Intervention de Michel Boutant

Commission des affaires étrangères, de la défense et des forces armées — Réunion du 9 novembre 2016 à 9h05
Loi de finances pour 2017 — Mission « sécurités » - programme 152 « gendarmerie nationale » - examen du rapport pour avis

Photo de Michel BoutantMichel Boutant, rapporteur pour avis :

Je ne serai pas aussi pessimiste que mon co-rapporteur ! En cette période d'intense mobilisation de toutes les forces de sécurité pour la protection des Français, le budget de la gendarmerie pour 2017 offre en effet plusieurs sujets de satisfaction : une augmentation de 3,5 % des crédits de paiement, des effectifs en hausse de 255 ETP après de très nombreux recrutements en 2016, la commande de 3 000 nouveaux véhicules ou encore l'extension du projet Néogend à l'ensemble du territoire national. Il ne faut pas oublier en outre que 144 effectifs supplémentaires, financés par EDF, iront renforcer les Pelotons spécialisés de protection de la Gendarmerie (PSPG), affectés à la sécurité des centrales nucléaires.

Je voudrais quant à moi attirer plus particulièrement votre attention sur plusieurs missions de la gendarmerie qui sont en train de connaître des évolutions importantes.

Tout d'abord, la gendarmerie mobile a été sous forte pression à la fin de 2015 et en 2016 et devrait le rester en 2017.

En particulier, la mission de maintien de l'ordre a été très mobilisatrice, notamment en raison d'événements majeurs tels que le crash de la Germanwings, les manifestations liées au projet du barrage de Sivens, la COP 21 ou encore l'Euro 2016.

Cette intense activité a fort heureusement été partiellement équilibrée par les évolutions permises par le budget voté l'année dernière, avec le recrutement d'effectifs supplémentaires dédiés.

Ces effectifs ont d'une part permis la mise en place d'un 5ème peloton au sein de 22 escadrons de gendarmerie mobile à compter du 1er juillet 2016, ce qui représente 22 hommes supplémentaires au sein de chacun de ces escadrons.

D'autre part, un nouvel escadron de gendarmerie mobile a été créé à Rosny-sous-Bois. Il s'agit de la première création d'un escadron depuis de nombreuses années. Désormais, la gendarmerie mobile en compte ainsi 109.
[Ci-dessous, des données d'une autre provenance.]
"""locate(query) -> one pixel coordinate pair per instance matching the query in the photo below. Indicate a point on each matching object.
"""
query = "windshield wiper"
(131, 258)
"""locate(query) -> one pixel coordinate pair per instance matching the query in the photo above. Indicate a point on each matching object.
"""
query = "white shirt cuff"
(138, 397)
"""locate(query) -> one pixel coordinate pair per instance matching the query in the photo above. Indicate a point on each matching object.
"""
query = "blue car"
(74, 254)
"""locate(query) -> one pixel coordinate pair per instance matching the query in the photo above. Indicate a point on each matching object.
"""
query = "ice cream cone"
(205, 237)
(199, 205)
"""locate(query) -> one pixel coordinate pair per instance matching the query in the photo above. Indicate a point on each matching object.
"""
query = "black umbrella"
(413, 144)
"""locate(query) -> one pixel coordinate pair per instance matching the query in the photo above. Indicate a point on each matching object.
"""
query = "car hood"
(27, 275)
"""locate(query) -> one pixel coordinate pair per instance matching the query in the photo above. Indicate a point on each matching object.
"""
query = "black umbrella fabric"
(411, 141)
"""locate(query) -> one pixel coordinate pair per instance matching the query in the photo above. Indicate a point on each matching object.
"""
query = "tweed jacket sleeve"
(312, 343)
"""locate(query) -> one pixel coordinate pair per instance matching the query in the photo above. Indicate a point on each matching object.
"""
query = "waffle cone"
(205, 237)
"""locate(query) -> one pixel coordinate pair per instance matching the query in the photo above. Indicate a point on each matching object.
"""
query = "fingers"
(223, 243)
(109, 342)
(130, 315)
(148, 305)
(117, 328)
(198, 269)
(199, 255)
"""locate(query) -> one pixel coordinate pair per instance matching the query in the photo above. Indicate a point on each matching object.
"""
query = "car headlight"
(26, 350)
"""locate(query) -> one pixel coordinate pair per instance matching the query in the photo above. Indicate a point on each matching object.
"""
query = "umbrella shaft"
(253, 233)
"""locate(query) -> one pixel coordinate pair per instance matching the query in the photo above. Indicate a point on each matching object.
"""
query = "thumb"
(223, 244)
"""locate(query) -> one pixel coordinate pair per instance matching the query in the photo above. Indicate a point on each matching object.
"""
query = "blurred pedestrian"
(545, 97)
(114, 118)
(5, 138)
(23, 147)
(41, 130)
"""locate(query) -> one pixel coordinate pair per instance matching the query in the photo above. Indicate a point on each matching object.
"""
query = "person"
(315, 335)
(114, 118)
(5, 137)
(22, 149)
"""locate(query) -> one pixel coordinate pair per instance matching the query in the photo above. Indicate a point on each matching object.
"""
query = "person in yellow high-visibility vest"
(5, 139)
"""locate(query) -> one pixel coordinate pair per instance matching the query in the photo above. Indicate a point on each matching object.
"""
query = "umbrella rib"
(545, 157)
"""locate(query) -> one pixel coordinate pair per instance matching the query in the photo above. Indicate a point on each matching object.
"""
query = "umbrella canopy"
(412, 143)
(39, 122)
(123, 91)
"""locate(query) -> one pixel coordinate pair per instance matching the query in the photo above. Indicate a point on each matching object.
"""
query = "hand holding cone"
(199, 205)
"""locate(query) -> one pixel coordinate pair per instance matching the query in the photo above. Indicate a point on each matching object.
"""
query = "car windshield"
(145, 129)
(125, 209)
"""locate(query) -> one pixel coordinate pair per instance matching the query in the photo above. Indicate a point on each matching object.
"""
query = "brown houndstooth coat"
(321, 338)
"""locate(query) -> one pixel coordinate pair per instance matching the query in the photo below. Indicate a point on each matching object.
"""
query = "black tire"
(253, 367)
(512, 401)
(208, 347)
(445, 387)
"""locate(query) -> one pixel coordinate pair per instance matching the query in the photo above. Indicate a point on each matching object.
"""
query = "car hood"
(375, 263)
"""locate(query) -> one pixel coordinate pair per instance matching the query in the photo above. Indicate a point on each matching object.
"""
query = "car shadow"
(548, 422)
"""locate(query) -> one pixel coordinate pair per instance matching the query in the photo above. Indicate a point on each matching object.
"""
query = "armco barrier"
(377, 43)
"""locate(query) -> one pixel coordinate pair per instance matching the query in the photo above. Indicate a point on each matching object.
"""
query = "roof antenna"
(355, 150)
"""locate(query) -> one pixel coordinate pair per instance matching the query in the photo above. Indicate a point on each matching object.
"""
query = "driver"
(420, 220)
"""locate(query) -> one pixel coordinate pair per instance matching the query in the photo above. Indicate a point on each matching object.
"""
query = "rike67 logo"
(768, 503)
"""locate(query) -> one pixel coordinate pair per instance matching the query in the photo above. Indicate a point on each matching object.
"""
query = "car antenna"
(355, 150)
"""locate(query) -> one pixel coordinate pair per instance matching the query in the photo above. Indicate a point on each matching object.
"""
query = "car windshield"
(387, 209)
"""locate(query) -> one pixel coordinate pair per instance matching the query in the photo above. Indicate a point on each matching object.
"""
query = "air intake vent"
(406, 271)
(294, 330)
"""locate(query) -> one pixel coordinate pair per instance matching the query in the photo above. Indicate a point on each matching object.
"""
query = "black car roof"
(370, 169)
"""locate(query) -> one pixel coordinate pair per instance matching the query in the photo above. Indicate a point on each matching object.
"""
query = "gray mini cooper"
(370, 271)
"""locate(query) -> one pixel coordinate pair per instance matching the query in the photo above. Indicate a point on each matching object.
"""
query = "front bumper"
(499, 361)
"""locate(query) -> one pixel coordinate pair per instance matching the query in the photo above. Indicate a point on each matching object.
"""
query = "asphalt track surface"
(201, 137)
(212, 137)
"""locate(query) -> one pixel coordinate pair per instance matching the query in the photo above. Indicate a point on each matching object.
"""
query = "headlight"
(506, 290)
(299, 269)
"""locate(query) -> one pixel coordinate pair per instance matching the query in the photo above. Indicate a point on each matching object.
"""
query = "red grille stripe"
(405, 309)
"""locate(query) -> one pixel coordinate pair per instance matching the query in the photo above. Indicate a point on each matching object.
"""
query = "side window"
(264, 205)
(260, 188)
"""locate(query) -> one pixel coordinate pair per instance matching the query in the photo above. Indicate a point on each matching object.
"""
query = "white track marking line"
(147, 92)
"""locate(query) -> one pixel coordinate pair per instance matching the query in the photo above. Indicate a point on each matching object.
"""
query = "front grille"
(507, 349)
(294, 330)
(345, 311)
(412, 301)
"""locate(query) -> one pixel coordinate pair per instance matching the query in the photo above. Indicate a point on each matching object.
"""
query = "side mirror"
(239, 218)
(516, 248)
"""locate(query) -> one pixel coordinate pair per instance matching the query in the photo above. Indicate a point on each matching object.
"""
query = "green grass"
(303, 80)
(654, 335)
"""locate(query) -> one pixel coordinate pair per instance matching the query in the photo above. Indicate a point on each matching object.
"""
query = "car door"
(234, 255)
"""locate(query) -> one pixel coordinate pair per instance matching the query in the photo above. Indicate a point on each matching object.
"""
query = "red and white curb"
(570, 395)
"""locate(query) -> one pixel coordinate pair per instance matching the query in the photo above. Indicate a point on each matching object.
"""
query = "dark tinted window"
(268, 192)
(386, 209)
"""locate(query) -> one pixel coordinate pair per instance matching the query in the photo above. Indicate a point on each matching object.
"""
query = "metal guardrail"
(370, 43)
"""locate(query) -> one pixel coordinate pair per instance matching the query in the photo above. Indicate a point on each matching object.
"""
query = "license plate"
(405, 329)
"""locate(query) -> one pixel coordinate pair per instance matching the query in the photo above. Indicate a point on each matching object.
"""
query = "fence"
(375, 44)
Autre formation de la gendarmerie à avoir connu des évolutions importantes en 2016, le GIGN.

La gendarmerie a fait évoluer les pelotons d'intervention interrégionaux de gendarmerie en « antennes GIGN » avec un armement et des protections renforcés. Trois nouvelles antennes GIGN ont été créées à Nantes, Reims et Tours.

Le nouveau schéma national d'intervention (SNI), que le Ministre de l'intérieur est venu présenter devant notre commission, distingue les unités d'intervention spécialisées que sont le GIGN, les six Antennes GIGN de métropole et les sept Antennes GIGN outre-mer, et les unités d'intervention intermédiaire, à savoir les pelotons de surveillance et d'intervention (PSIG) en configuration dite SABRE, les pelotons d'intervention des escadrons de gendarmerie mobile ainsi que les pelotons spécialisés de protection de la gendarmerie (PSPG).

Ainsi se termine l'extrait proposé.